Your computer’s speed can be impacted by the speed and usage of four different characteristics: CPU, disk, internet, and RAM. Each can cause computer slowness, yet each will have different causes if it does. Even if examining these four aspects doesn’t turn up a suspect, very often they’ll confirm the eventual cause of the slowdown.

The characteristics of speed

There are four separate characteristics contributing to how fast or slow a computer “feels” or appears to work.

  • CPU: its speed and how programs are currently using it
  • Disk: its speed and how frequently it’s being accessed
  • Internet: its speed and how much data is being transferred
  • RAM: the amount available and the amount in use

Whenever I encounter a machine reported as being “slow”, I look at each of these in turn to help narrow the problem.

What follows is (of necessity) an oversimplification of the process I used to diagnose the problem.

CPU: the processor

Your computer’s CPU is its “brains”. Its job is pure calculation, but those calculations involve everything from crunching numbers to telling your computer’s hardware what to do. If it’s too busy crunching numbers, it might have little time left over to accept keystrokes from your keyboard, read and write data on your disks, or update your screen. As a result, your computer is “slow”.

The CPU can be completely busy for many legitimate things, like performing encryption, processing video, or even calculating a complex spreadsheet. Less legitimately, the CPU can be fully consumed by program bugs, or even malware.

Malware performing encryption — i.e., ransomware — was at the top of my list of concerns for my friend’s computer. I opened Task Manager and looked at CPU usage, but it showed nothing out of the ordinary.

Task Manager w/ Zero CPU

The CPU was doing next to nothing, yet the computer was definitely slow. That didn’t rule out ransomware, though. My concern remained.

Disk: the storage that sticks around

Your hard disks are where your files and other things — like Windows itself and the programs you use — are stored.

Hard disks can be small or large, fast or slow — and many variations and combinations in between. Whether yours is a hard disk (spinning metal platters coated with magnetic material) or a Solid State Drive (which use electronic circuitry instead), it takes time to read information from them or write information to them.

Your hard disks can be occupied simply because your computer is busy reading or writing a large file (or many little files). Since the disk can do only one thing at a time, all that time reading or writing anything can get in the way of reading or writing anything else. The system appears to slow down because it is waiting for some of that reading or writing to complete.

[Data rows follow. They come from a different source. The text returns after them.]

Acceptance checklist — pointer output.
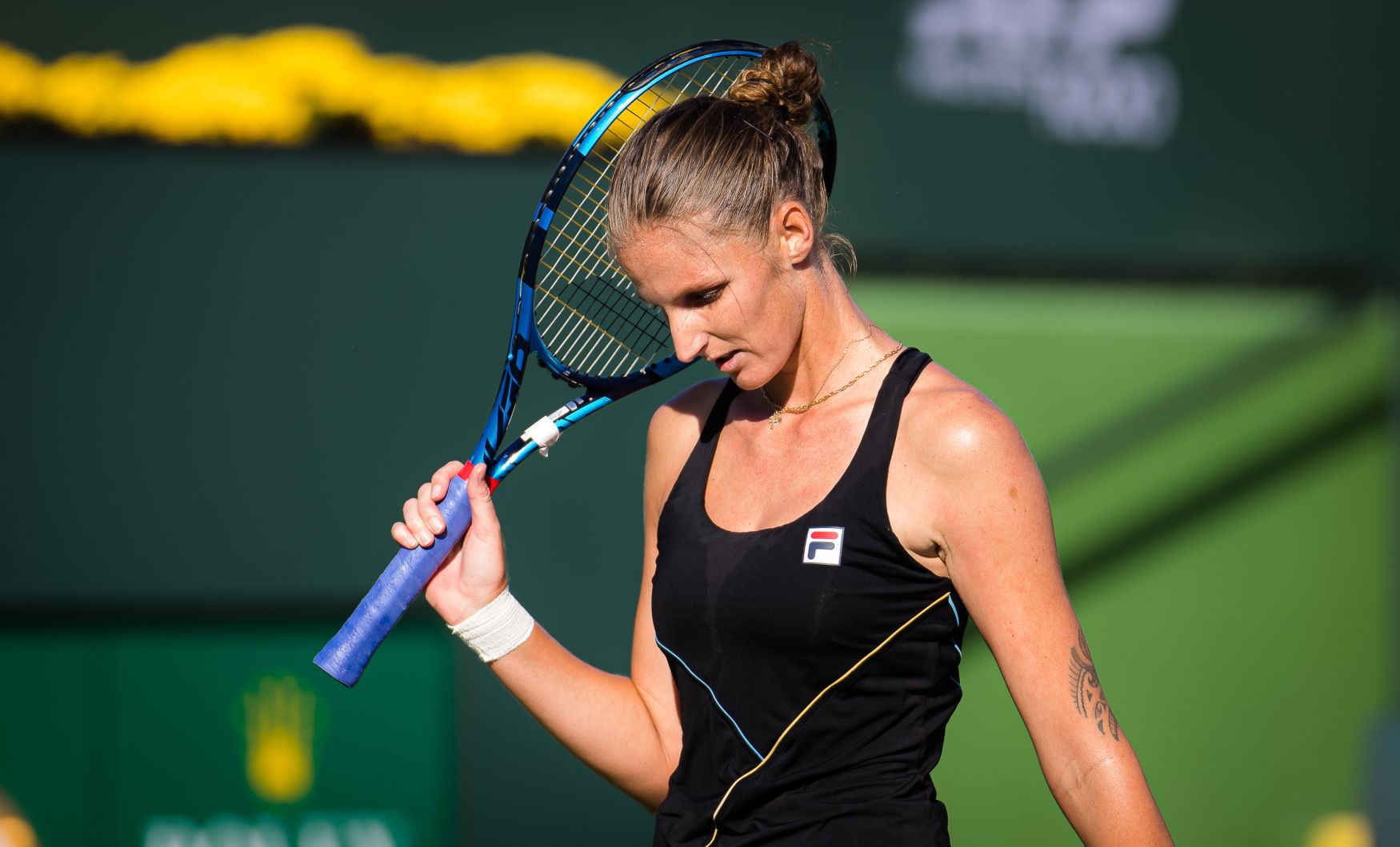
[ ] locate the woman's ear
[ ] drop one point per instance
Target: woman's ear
(794, 231)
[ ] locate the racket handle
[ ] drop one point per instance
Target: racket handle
(350, 650)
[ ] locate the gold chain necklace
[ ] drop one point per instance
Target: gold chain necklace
(780, 410)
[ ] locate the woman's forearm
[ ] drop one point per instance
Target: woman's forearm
(1109, 804)
(599, 717)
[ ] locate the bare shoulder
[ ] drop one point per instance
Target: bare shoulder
(675, 427)
(950, 427)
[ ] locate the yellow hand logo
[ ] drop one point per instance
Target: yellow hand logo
(279, 740)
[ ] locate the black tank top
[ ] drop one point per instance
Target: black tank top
(815, 662)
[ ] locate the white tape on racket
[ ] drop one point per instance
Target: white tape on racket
(543, 433)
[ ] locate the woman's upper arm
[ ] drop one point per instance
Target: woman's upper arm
(675, 427)
(997, 535)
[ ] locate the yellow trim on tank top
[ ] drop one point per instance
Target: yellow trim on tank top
(714, 817)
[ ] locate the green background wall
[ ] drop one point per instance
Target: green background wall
(226, 369)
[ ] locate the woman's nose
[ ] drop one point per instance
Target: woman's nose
(688, 338)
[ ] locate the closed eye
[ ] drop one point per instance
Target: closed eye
(706, 296)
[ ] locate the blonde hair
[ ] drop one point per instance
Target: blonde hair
(730, 162)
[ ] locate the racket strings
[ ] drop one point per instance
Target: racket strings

The reason I remained concerned about ransomware is that if malware was in fact reading, encrypting, and then writing all the files on my friend’s hard disk, it’s possible the disk would be at the choke point: the CPU would spend only a fraction of its time actually encrypting compared to time spent waiting for the hard disk to finish reading or writing whatever came next.

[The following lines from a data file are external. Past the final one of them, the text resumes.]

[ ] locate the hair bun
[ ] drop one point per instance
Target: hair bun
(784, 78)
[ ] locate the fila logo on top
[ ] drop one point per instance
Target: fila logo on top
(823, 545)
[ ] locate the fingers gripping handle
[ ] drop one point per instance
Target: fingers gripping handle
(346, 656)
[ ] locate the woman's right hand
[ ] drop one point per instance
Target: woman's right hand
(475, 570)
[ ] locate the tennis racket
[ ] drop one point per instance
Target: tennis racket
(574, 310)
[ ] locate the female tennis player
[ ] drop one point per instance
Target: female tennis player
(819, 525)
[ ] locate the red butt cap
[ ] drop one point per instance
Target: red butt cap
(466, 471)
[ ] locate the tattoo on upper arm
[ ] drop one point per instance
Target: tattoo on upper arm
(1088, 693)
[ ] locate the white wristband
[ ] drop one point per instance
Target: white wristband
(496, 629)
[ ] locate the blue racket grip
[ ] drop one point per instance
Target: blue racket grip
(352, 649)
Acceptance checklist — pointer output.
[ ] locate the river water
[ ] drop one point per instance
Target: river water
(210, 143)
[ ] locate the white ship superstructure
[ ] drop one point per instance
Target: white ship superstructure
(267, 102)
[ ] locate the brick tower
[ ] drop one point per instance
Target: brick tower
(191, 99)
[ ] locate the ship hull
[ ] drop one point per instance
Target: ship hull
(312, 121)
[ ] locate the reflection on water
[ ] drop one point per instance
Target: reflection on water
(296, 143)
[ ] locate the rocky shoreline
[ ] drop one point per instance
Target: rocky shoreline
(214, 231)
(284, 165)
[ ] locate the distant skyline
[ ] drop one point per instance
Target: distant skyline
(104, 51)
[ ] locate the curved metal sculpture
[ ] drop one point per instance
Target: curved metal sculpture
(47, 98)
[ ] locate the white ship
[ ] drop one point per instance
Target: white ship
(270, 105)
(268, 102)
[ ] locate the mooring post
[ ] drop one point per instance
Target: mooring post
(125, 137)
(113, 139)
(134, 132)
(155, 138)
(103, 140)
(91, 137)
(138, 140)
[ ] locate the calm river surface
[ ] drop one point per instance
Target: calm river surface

That the disk light was flickering, indicating near-constant disk activity, did nothing to alleviate my concerns. So I used Task Manager to see what the disk was doing. Sorted by disk activity, nothing really stood out.

Task Manager Showing Disk Activiry

The processes listed as having disk activity, like Windows Defender (“Antimalware Service Executable”),1 were nothing out of the ordinary and certainly nothing suspicious.

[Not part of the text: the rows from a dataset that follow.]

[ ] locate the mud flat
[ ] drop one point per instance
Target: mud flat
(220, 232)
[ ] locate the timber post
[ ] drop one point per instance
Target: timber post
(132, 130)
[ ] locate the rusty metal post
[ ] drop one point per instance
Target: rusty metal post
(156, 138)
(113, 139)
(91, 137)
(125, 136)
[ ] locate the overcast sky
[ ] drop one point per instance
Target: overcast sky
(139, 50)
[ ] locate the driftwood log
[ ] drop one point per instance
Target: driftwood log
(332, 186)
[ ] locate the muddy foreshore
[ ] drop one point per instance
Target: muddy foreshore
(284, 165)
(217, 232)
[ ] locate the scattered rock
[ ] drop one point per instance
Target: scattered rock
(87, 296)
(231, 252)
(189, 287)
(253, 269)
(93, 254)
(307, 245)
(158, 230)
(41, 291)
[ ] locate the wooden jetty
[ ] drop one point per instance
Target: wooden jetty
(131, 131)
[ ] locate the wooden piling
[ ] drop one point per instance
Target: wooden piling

Yet the system was slow. My thoughts were shifting away from ransomware and more towards “What the heck?”

Internet: transferring data to and from online services

Your internet connection is your computer’s connection to the outside world.

Often, what we call our computer being “slow” is really just our own impatience. It takes time to transfer data to and from the various servers and services you use online. Your internet connection has a maximum speed determined by your ISP and the plan you purchase from them.

Only so much data can be transferred at a time. If your computer is attempting to transfer more than capacity allows, someone’s going to be left waiting. If that’s you, waiting for a webpage to load, it’ll feel slow. It’s not your computer; it’s the speed of your internet connection slowing things down.

The problem, of course, is that there’s a lot more going on than just you and your web browser. All the computers in your home probably share that same internet connection, and all of them have a variety of things happening online, from other people using their browsers and other services to software downloading automatic updates. It all comes out of your single, shared internet connection.

My friend didn’t have a lot else happening online in his home, but that disk light was still flickering. I was wondering if some different malware was at work, perhaps downloading files or acting as some kind of spam bot.

Back to Task Manager I went, this time sorting by network activity.

Task Manager sorted by Network Activity

Again, nothing out of the ordinary. Edge was there, doing its thing. Multiple instances, but none generating enough traffic to move the needle. That was to be expected… or so I thought.

RAM: short-term memory

RAM, or Random Access Memory, is your computer’s short-term memory. It’s where running programs and where the data they’re working on resides, and it’s what gets instantly erased when you turn off your computer.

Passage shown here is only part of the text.